The shortest track, named "Lost Crowns", comes next, and has the structure of a "Kayo Dot" track, but is much too bright with a folk vibe to it to sound like them. It's the flute against the complex vocal melody that reminds me of them. Later there are two different meters playing against each other before the vocals come back. "Sound as Colour" comes next. The vocals are sung with a melody full of running quarter and eighth notes jumping every which way without hardly a break for a breath, and harmonies actually come in later proving that these are not just random notes. Again, the melody is playing against a foundation set in a different meter. At 5 minutes, there is a change of direction as the bass takes over the melody line while keys embellish around it and a screeching guitar plays in the background. If you think of this song as an instrumental, then you would definitely hear the similarities with FZ's more complex compositions as the techniques are much the same. There is nothing wrong with that because there are not many musicians that can write in this style.

"Midas X-ray" has the vocals and the band playing the melody more in tandem, and this is very difficult considering the complexity of it all. Don't worry, it's not all in tandem as there is plenty of embellishment in the instruments, but the difference here is that you don't have competing meters like in previous tracks. The clarinet and bassoon play the melody in dissonant harmony for a cool effect at the last part of the track. "She Saved Me" has a steady walking rhythm and bass, but everything else is completely off in another universe all together. And you get harmony again in another complex melody line. Impressive! "Dandy Doesn't Know" has more of an acoustic vibe to it with piano and acoustic guitar with vocals with a more laid back feel. The piano, at times, follow the vocal melody while at other times chimes follow allowing the piano to go off elsewhere. It's a nice soft track that is still complex, but with less involvement, so it's a good break for dynamic purposes. Later, as things remain pastoral, you get counterpoint melodies playing together.

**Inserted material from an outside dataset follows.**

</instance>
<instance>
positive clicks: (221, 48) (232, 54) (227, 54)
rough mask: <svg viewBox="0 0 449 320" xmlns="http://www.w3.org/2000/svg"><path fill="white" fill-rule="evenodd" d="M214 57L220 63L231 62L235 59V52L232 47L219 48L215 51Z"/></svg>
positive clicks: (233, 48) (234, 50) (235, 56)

"Let Loving Her Be Everything" returns to complexity and a heavier sound. Vocal harmonies are intriguing as the are more dissonant now, but following the melody at a strange interval. Again, there are a lot of musical layers here with vocals, guitars, bassoons, flutes, synths, percussion all working oddly together in a "Henry Cow Out on the Farm" kind of a way, but with vocals. It has the neo-jazz feel with a folk undertone. There is more in tandem showing off later in lower registers. "The Star of My Heart" begins with crashing cymbals before another complex vocal melody starts. Some instruments follow the vocal melody while others play in another meter with the percussion. There are sections with a more subdued and echo effect where things quiet down a bit, but all the while, synths provide fluttery effects around everything. The sax is also featured in the track.

January 2019 has been a huge month for new releases as far as quantity goes, and this album is another big stand-out from all of the new releases. This is definitely one of the top releases so far this year and completely deserves the high praise it has been receiving. Lovers of Henry Cow, the more complex Frank Zappa and Kayo Dot will love the complexity of these tracks. The music is dense, but not in a wall-of-sound kind of a way, but more in an "orchestral" way where every instrument can be heard. This album will definitely be in the running for the best of 2019, even this early in the game.